Welcome to our monthly column featuring CONN-OSHA experts answering some of the most commonly asked questions from CBIA member companies.

Most of the responses from Catherine Zinsser, a CONN-OSHA occupational safety training specialist, will be on recordkeeping since that’s the focus of most questions she fields.

But if you’d like to ask her a question on another topic, please email CBIA’s Phillip Montgomery.

He will treat all questions confidentially and never share any identifying company information with CONN-OSHA or anyone else.
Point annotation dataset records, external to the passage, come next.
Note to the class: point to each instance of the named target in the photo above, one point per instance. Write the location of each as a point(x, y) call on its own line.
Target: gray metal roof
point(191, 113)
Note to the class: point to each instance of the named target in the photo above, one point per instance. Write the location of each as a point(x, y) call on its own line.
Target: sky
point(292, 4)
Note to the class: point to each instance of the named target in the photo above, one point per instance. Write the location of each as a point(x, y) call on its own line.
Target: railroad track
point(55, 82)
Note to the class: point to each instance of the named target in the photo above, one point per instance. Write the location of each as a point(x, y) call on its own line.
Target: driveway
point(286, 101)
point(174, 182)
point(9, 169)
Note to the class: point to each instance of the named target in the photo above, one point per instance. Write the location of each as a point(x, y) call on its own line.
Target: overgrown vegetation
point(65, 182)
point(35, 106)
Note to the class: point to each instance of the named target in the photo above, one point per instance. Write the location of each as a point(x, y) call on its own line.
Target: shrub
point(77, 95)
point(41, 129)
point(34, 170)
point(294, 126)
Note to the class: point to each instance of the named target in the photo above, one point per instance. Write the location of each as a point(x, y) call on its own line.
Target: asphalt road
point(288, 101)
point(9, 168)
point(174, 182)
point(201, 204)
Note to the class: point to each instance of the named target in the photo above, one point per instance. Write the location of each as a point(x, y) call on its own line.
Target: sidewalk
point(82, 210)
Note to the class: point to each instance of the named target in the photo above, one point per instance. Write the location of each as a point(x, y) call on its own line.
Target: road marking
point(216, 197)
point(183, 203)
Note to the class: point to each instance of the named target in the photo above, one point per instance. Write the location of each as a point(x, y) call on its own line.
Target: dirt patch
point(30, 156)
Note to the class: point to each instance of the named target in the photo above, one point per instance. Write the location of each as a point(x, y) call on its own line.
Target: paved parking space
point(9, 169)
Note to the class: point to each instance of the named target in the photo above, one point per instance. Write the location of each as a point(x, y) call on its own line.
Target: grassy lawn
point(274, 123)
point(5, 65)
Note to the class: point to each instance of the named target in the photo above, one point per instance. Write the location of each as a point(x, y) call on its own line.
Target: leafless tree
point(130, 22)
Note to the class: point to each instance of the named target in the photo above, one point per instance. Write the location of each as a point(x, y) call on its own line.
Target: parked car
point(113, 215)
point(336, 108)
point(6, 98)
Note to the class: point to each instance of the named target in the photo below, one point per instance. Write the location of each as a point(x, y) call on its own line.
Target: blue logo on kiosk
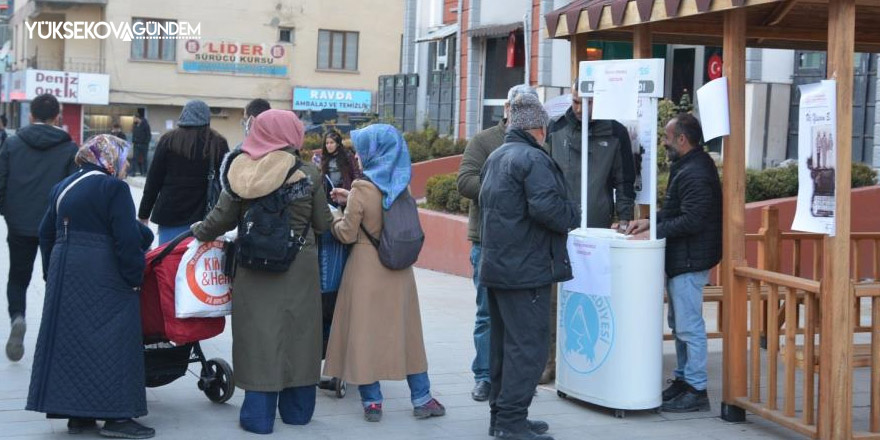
point(589, 331)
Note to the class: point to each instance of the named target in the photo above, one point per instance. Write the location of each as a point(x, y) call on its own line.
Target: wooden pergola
point(840, 27)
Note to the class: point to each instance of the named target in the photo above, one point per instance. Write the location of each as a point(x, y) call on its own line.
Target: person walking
point(89, 360)
point(526, 217)
point(475, 154)
point(377, 331)
point(276, 324)
point(32, 161)
point(690, 221)
point(611, 185)
point(140, 137)
point(176, 191)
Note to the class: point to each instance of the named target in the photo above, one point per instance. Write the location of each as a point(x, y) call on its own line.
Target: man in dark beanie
point(526, 216)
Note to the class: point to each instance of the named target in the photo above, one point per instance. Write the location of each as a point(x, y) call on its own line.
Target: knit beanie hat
point(526, 113)
point(195, 114)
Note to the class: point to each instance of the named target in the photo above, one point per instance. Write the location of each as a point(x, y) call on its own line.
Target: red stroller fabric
point(157, 301)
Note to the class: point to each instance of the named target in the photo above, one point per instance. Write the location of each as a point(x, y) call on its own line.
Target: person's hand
point(340, 195)
point(638, 226)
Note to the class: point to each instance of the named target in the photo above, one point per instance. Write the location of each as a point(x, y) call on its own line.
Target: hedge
point(772, 183)
point(443, 195)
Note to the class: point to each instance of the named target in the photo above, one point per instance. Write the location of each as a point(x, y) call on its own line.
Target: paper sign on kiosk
point(590, 265)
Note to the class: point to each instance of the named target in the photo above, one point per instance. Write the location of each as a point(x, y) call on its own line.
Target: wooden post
point(642, 48)
point(735, 291)
point(835, 379)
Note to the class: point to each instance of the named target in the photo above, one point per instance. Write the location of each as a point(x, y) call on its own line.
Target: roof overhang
point(438, 34)
point(787, 24)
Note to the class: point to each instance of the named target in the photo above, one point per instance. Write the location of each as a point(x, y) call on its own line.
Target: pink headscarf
point(273, 130)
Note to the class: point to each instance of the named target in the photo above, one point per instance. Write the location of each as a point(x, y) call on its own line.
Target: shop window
point(338, 50)
point(154, 49)
point(285, 35)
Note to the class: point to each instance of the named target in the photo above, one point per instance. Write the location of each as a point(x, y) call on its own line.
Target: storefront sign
point(233, 58)
point(817, 158)
point(68, 87)
point(343, 101)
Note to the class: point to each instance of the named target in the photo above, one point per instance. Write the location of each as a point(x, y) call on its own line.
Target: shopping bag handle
point(170, 246)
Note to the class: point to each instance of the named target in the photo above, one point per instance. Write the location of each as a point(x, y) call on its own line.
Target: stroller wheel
point(340, 388)
point(218, 381)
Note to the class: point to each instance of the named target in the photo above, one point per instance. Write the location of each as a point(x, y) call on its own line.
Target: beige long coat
point(377, 326)
point(276, 317)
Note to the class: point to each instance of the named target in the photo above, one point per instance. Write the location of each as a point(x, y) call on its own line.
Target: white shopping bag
point(201, 290)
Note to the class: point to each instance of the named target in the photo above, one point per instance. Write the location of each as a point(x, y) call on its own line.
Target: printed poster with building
point(233, 58)
point(817, 142)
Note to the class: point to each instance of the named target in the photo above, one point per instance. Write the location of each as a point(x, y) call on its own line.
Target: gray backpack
point(402, 236)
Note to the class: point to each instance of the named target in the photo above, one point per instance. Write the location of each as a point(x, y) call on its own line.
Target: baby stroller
point(172, 344)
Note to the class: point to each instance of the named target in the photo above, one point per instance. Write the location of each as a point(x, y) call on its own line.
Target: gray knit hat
point(195, 114)
point(526, 113)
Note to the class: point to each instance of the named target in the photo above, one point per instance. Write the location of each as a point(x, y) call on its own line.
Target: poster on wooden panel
point(817, 153)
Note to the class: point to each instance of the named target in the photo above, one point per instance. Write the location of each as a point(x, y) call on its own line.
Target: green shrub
point(443, 195)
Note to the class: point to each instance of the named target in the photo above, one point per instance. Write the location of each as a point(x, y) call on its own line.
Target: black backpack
point(266, 241)
point(402, 237)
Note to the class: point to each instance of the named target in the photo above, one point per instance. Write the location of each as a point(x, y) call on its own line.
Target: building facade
point(298, 54)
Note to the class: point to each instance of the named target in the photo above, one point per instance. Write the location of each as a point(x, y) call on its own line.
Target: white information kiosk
point(609, 345)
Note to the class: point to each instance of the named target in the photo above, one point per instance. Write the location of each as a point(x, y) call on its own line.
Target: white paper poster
point(616, 92)
point(714, 111)
point(590, 265)
point(817, 152)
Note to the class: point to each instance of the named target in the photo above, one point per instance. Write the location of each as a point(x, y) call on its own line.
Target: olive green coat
point(276, 317)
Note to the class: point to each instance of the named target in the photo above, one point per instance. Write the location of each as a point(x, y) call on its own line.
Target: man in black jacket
point(526, 217)
point(31, 162)
point(690, 221)
point(140, 138)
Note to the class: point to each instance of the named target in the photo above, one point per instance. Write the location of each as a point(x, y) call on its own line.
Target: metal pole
point(654, 103)
point(585, 153)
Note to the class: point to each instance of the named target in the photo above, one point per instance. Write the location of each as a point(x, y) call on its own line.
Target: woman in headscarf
point(377, 327)
point(176, 191)
point(89, 361)
point(276, 317)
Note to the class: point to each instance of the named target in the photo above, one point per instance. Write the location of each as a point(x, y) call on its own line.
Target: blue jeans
point(480, 366)
point(419, 390)
point(168, 233)
point(686, 321)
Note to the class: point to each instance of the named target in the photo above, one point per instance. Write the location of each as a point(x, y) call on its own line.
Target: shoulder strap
point(72, 184)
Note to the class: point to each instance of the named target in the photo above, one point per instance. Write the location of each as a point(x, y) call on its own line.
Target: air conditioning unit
point(442, 54)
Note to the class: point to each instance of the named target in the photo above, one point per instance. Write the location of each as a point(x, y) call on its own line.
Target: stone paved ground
point(181, 411)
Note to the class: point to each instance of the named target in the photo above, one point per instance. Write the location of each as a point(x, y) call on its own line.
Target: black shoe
point(480, 393)
point(676, 387)
point(690, 400)
point(522, 435)
point(126, 429)
point(76, 425)
point(536, 426)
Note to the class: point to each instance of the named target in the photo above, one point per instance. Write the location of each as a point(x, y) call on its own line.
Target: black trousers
point(519, 332)
point(22, 252)
point(140, 159)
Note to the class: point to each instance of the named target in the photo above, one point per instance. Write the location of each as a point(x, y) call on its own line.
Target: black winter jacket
point(176, 190)
point(690, 220)
point(32, 161)
point(526, 216)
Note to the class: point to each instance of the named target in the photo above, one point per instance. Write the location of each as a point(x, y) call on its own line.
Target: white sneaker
point(15, 344)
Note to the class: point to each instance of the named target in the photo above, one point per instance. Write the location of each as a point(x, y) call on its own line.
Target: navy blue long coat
point(89, 358)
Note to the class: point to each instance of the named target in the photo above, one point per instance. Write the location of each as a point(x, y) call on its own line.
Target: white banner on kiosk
point(817, 163)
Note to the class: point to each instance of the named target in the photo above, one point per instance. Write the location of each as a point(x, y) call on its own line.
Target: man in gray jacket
point(475, 154)
point(611, 175)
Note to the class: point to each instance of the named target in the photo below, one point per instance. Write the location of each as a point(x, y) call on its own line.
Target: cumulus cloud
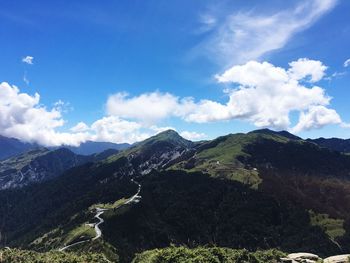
point(80, 127)
point(148, 107)
point(316, 117)
point(267, 95)
point(28, 60)
point(241, 37)
point(22, 116)
point(264, 95)
point(347, 63)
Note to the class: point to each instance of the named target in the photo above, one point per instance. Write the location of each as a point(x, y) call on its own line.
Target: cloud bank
point(28, 60)
point(261, 94)
point(241, 37)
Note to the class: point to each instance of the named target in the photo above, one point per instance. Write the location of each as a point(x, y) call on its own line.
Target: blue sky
point(124, 70)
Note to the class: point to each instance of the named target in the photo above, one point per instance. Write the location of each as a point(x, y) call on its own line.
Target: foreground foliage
point(20, 256)
point(207, 255)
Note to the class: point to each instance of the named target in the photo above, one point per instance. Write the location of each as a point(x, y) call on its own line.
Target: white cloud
point(347, 63)
point(249, 36)
point(304, 67)
point(316, 117)
point(193, 136)
point(267, 95)
point(147, 107)
point(80, 127)
point(28, 60)
point(208, 22)
point(114, 129)
point(22, 116)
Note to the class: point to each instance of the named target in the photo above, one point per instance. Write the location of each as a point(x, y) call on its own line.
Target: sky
point(122, 71)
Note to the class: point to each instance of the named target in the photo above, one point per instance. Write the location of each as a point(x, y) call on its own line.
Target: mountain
point(335, 144)
point(36, 166)
point(11, 147)
point(42, 164)
point(259, 190)
point(90, 147)
point(156, 152)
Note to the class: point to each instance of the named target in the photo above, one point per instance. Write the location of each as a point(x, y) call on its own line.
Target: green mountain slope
point(259, 190)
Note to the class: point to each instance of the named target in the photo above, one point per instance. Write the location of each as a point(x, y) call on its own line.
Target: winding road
point(99, 211)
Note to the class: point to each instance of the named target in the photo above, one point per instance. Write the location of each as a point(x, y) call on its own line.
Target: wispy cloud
point(249, 36)
point(28, 60)
point(347, 63)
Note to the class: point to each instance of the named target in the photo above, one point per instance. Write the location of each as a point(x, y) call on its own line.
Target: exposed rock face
point(312, 258)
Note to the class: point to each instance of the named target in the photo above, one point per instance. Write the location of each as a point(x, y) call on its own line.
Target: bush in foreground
point(207, 255)
point(20, 256)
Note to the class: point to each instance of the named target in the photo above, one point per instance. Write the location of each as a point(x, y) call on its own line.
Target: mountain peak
point(170, 136)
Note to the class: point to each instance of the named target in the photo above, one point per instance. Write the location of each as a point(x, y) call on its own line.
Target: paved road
point(99, 211)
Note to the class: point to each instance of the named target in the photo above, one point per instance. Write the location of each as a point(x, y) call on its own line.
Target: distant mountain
point(90, 147)
point(37, 165)
point(11, 147)
point(42, 164)
point(279, 133)
point(335, 144)
point(258, 190)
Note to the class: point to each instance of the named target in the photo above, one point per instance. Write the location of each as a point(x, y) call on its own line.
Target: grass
point(207, 255)
point(81, 232)
point(20, 256)
point(114, 205)
point(333, 227)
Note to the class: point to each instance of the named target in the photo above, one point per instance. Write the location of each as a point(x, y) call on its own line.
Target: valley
point(257, 191)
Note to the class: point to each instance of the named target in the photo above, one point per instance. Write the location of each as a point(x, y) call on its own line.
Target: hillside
point(259, 190)
point(10, 147)
point(334, 144)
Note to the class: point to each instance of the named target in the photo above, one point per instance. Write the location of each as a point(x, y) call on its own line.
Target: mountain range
point(256, 191)
point(10, 147)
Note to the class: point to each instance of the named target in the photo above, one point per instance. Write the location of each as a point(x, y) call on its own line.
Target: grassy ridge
point(207, 255)
point(21, 256)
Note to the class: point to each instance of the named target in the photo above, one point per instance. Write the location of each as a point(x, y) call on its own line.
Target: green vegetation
point(333, 227)
point(251, 191)
point(113, 205)
point(20, 256)
point(207, 255)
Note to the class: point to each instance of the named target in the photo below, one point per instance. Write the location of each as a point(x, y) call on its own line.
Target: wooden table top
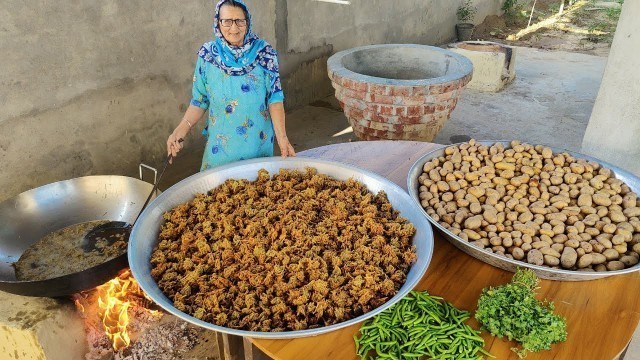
point(601, 314)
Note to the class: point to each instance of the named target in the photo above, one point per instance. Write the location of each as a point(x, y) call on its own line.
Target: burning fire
point(113, 309)
point(115, 299)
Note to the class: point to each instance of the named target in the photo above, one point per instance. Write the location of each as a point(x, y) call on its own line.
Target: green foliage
point(466, 11)
point(512, 310)
point(613, 14)
point(511, 7)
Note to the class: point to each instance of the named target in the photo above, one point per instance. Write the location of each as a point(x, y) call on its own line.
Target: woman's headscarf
point(234, 60)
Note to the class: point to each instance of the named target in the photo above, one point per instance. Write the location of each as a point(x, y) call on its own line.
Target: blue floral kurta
point(238, 124)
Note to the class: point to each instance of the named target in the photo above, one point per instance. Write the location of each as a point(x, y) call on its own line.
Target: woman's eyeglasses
point(229, 22)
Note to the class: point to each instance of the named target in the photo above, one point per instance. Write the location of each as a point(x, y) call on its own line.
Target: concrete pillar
point(614, 126)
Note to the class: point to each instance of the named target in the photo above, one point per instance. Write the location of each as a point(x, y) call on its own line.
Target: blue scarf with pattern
point(241, 60)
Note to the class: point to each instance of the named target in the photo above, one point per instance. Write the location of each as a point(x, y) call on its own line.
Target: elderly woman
point(236, 78)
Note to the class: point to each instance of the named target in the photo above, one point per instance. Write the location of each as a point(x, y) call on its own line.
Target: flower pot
point(464, 31)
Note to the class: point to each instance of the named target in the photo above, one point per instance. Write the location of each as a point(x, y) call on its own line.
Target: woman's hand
point(286, 149)
point(174, 142)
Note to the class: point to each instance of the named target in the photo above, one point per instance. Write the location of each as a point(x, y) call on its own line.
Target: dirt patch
point(585, 26)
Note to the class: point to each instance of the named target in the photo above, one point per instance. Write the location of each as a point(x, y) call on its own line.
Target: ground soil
point(585, 26)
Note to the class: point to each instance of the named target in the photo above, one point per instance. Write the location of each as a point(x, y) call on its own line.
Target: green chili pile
point(420, 326)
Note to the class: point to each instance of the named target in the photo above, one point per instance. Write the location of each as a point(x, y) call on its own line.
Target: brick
point(354, 103)
point(430, 99)
point(346, 92)
point(414, 110)
point(429, 109)
point(354, 115)
point(356, 85)
point(443, 97)
point(385, 110)
point(400, 110)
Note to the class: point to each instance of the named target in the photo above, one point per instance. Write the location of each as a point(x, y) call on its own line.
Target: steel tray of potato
point(144, 235)
point(502, 262)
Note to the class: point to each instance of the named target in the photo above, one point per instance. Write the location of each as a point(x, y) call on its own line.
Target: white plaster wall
point(614, 127)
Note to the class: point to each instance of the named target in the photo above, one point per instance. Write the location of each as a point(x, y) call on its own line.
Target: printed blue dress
point(238, 124)
point(236, 85)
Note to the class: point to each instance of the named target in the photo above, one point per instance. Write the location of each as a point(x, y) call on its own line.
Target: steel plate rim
point(166, 303)
point(466, 247)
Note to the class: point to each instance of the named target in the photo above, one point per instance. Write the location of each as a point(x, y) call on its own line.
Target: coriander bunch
point(512, 310)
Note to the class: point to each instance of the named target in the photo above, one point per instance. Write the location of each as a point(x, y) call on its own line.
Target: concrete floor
point(549, 102)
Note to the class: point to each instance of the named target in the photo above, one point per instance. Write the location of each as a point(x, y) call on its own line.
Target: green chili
point(419, 326)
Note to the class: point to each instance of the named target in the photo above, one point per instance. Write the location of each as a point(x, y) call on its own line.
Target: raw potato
point(532, 205)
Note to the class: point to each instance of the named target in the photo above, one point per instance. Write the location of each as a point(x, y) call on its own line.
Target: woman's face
point(233, 34)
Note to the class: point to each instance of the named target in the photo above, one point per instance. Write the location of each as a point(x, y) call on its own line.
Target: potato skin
point(553, 206)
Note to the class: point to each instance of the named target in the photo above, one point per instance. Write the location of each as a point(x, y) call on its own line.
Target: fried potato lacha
point(299, 250)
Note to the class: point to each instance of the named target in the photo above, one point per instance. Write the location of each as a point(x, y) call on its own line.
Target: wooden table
point(601, 314)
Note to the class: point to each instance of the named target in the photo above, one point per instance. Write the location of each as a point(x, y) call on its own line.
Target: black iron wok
point(26, 218)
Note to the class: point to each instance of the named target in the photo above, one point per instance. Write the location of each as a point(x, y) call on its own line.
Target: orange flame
point(113, 305)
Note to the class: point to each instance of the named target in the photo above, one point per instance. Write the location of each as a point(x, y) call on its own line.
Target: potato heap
point(528, 204)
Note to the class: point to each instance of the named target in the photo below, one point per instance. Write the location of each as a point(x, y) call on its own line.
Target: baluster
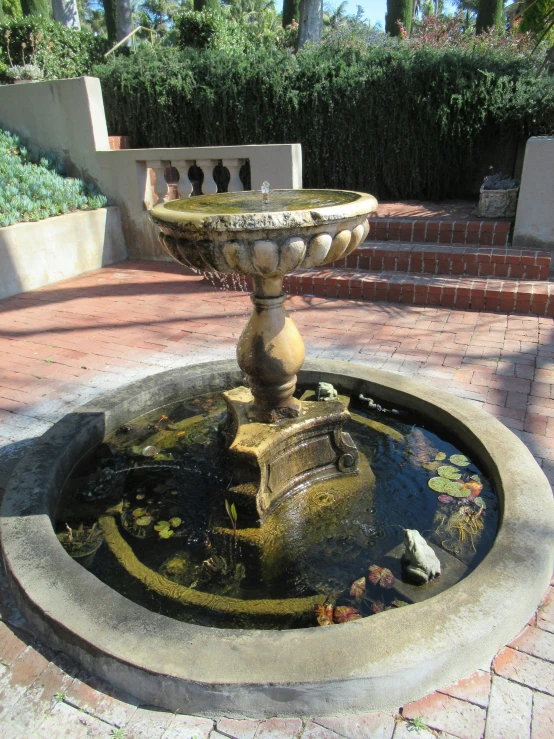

Q: If an employer were to require, or just make available, the COVID-19 vaccine to employees and an employee were to get ill, causing absence or hospitalization, would OSHA recordkeeping standards apply? Would it matter if the vaccine was administered onsite or offsite, or during work hours, especially if it is not a company requirement?

A: There are exceptions to the final rules “presumption of work relatedness” for injuries and illnesses. The final rule contains eight exceptions to the work environment presumption.

They are intended to exclude from the recordkeeping system those injuries and illnesses that occur or manifest in the work environment, but have been identified by OSHA, based on its years of experience with recordkeeping, as cases that do not provide information useful to the identification of occupational injuries and illnesses and would thus tend to skew national injury and illness statistics.

The eight exceptions are the only exceptions to the presumption permitted by the final rule. One of these states that injuries and illnesses will not be considered work-related if they result solely from voluntary participation in a wellness program.


Q: Does OSHA have a time frame—written or unwritten—when it begins to question the validity of an employee’s claim that they were injured on the job? For example, the employee says, “I pulled a muscle last week and it’s really beginning to bother me now.” But the employee had not previously given any indication of this injury. Therefore, the company has little or no basis to question or establish the injury. Can it at this point deny the injury was work related?

A: Timely reporting is not a criterion for deciding work relationship. If an event or exposure in the work environment either caused or contributed to the resulting condition or significantly aggravated a pre-existing injury or illness, it is considered work related regardless of being reported several weeks later.

In addition, the employer must establish a reasonable procedure for employees to report work related injuries and illnesses promptly and accurately.

A procedure is not reasonable if it would deter or discourage a reasonable employee from accurately reporting a workplace injury or illness.

Once the incident is reported it must be recorded on the log within seven calendar days.